To use the jargon of the financial operators, one might say, in short, that in this context, both “bearish” and “bullish” investors, although playing different games, are reacting to the same set of expectations. These, in turn, are tied to the risk that the situation could in some way escalate all the way to disaster (or almost).
However, when combined, these extremes of euphoria and uncertainty, speculative impulses and defensive retreats might have terrible effects on a world economy that is already footing the bill for a senseless trade war, as well as the aftereffects of a crisis which, in some areas of the capitalist world economy—i.e. Europe—still cannot be eradicated (for instance, in Germany, the production of cars in 2019 fell to 1996 levels, with a decrease of 9%).

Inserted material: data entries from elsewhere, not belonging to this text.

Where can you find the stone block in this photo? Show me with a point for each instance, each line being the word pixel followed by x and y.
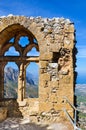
pixel 46 56
pixel 45 77
pixel 54 47
pixel 43 64
pixel 3 113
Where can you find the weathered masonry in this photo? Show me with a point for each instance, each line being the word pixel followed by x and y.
pixel 54 39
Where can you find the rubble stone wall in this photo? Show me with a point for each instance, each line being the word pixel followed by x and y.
pixel 55 39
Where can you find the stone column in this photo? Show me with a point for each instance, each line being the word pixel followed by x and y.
pixel 2 65
pixel 21 81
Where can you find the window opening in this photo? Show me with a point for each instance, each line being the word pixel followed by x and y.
pixel 11 52
pixel 33 52
pixel 24 41
pixel 11 80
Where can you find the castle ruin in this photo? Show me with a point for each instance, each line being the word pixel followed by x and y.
pixel 55 40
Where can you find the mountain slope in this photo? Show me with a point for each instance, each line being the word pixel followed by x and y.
pixel 11 84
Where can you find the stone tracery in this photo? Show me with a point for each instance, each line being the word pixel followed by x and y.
pixel 54 39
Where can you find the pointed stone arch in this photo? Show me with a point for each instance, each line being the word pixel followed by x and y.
pixel 54 39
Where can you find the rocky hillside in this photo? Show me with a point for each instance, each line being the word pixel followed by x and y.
pixel 11 84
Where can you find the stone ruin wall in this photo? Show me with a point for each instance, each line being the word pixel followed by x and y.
pixel 56 79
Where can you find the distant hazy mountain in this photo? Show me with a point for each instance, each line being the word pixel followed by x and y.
pixel 11 83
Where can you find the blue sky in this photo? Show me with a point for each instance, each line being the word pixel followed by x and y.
pixel 75 10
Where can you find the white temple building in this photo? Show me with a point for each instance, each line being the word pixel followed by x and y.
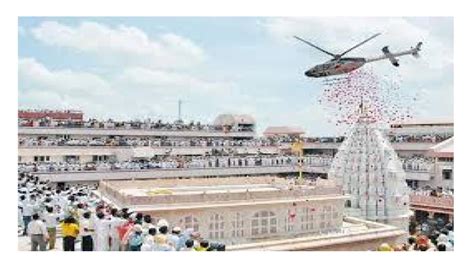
pixel 372 175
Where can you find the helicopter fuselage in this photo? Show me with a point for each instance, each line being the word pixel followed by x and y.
pixel 336 67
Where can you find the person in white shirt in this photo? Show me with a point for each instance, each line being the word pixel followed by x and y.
pixel 38 233
pixel 51 220
pixel 27 211
pixel 86 230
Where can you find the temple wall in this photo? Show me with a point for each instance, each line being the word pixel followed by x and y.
pixel 247 224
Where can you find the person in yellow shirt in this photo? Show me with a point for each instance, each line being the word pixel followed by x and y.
pixel 70 230
pixel 203 246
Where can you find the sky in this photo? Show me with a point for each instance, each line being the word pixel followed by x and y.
pixel 139 67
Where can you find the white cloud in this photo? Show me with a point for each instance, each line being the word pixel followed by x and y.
pixel 35 76
pixel 170 82
pixel 131 93
pixel 121 45
pixel 21 31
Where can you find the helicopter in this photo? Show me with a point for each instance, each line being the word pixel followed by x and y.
pixel 341 65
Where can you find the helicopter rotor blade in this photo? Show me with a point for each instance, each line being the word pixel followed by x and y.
pixel 314 46
pixel 359 44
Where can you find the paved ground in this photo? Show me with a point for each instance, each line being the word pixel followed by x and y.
pixel 24 244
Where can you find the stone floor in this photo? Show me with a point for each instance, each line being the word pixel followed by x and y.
pixel 24 244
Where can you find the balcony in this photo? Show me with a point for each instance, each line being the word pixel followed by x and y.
pixel 443 204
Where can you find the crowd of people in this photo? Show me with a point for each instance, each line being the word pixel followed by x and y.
pixel 427 235
pixel 147 124
pixel 417 138
pixel 434 192
pixel 437 241
pixel 83 221
pixel 146 141
pixel 417 163
pixel 173 162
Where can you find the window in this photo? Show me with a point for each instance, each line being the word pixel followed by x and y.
pixel 447 174
pixel 347 204
pixel 307 218
pixel 190 222
pixel 41 158
pixel 71 158
pixel 216 226
pixel 237 225
pixel 100 158
pixel 290 221
pixel 264 222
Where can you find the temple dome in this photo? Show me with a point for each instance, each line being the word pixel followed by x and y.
pixel 371 174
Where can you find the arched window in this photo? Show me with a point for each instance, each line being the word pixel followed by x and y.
pixel 307 218
pixel 190 222
pixel 238 225
pixel 290 221
pixel 347 204
pixel 216 226
pixel 264 222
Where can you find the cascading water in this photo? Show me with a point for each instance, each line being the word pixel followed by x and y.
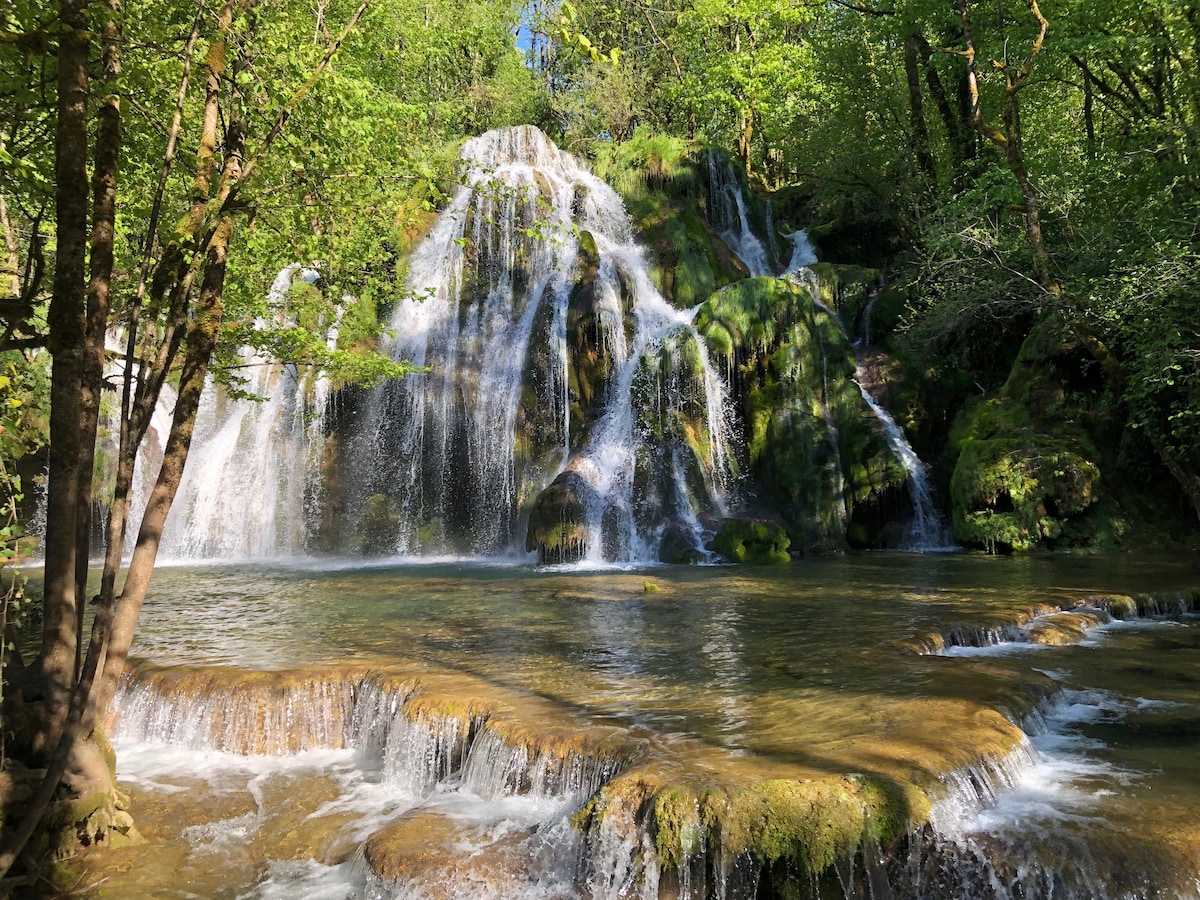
pixel 928 531
pixel 252 461
pixel 451 460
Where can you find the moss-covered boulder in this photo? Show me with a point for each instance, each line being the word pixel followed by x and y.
pixel 688 259
pixel 558 525
pixel 1029 471
pixel 813 445
pixel 847 289
pixel 747 540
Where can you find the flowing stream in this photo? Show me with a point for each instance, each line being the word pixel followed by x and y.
pixel 430 731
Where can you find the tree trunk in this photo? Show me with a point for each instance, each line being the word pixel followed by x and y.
pixel 202 340
pixel 922 155
pixel 67 330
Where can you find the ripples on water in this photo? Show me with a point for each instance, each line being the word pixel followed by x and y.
pixel 803 665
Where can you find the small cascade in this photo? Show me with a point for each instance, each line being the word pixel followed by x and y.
pixel 550 769
pixel 493 798
pixel 247 486
pixel 731 220
pixel 928 529
pixel 450 461
pixel 207 709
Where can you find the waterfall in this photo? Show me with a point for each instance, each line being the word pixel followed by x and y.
pixel 450 460
pixel 731 220
pixel 928 531
pixel 252 460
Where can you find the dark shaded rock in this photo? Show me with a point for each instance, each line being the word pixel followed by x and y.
pixel 747 540
pixel 558 526
pixel 678 546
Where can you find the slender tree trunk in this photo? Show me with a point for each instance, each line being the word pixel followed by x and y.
pixel 103 231
pixel 921 147
pixel 136 415
pixel 202 340
pixel 67 330
pixel 1009 138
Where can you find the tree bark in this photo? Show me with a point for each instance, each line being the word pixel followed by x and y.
pixel 1009 138
pixel 67 337
pixel 103 232
pixel 202 340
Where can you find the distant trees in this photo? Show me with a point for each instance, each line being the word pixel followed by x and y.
pixel 166 160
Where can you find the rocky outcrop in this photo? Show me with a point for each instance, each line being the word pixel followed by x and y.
pixel 811 443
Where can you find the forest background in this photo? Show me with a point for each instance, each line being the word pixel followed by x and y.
pixel 1006 163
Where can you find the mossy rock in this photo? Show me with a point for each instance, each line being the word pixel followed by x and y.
pixel 558 529
pixel 378 526
pixel 813 444
pixel 744 540
pixel 1029 472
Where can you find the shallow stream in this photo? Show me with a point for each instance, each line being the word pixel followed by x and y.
pixel 864 664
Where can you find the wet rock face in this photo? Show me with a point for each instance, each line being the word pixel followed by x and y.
pixel 1029 471
pixel 811 443
pixel 558 528
pixel 744 540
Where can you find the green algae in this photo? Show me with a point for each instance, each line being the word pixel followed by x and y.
pixel 1029 469
pixel 742 540
pixel 811 442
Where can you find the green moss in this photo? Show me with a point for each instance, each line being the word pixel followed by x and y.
pixel 809 825
pixel 1029 472
pixel 742 540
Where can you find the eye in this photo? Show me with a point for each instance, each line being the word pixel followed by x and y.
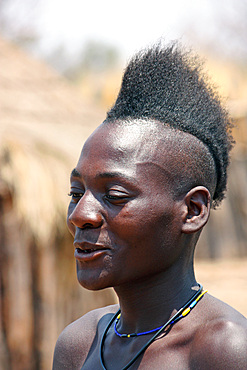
pixel 75 196
pixel 116 196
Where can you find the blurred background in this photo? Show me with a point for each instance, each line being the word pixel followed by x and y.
pixel 61 64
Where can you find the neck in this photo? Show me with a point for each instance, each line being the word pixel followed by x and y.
pixel 149 303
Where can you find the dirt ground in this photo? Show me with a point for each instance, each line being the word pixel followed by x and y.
pixel 226 280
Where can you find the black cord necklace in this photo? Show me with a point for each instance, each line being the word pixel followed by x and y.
pixel 181 313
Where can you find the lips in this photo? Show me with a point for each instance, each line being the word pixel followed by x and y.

This is the fear expressed by the American rating agency Moody’s when it talks about the possibility of “broad economic and financial shock” in the case of lasting conflict between the world’s leading economic and military power and the country led by the Ayatollahs.
This doesn’t concern just the direct effects on the economy of an uncontrolled, and uncontrollable, increase in the price of oil (which might be combined with an equally uncontrolled increase in the price of other hydrocarbons, such as natural gas, given the chaos in Libya), but also, and most crucially, the danger of a worsening of the “operating and financing conditions,” an obscure technical expression which can be translated to mean a contraction of the capital market, which would immediately affect some of the productive sectors of the economy, as well as employment levels.
For companies in the energy sector, according to Moody’s, all this could translate into “increasingly tight access to the capital markets in 2020, raising their cost of capital and weakening liquidity, while also heightening default risk for firms with looming maturities.”
There is little that can be done about this: the philosophy that the financial markets take their cue from is indifferent to possible collapses in the real economy and in the living conditions of millions of people.
Only starting from this realization is it possible to explain how death, disease, natural disasters and all kinds of misfortunes have joined the list of things and events on which one can speculate, place bets, and in which one might even “invest.” This is another kind of war, an everyday one being waged on the financial markets and parallel markets all over the world. And it can reap great profits from a real war, or a potential one, or even one that is threatened or sought after.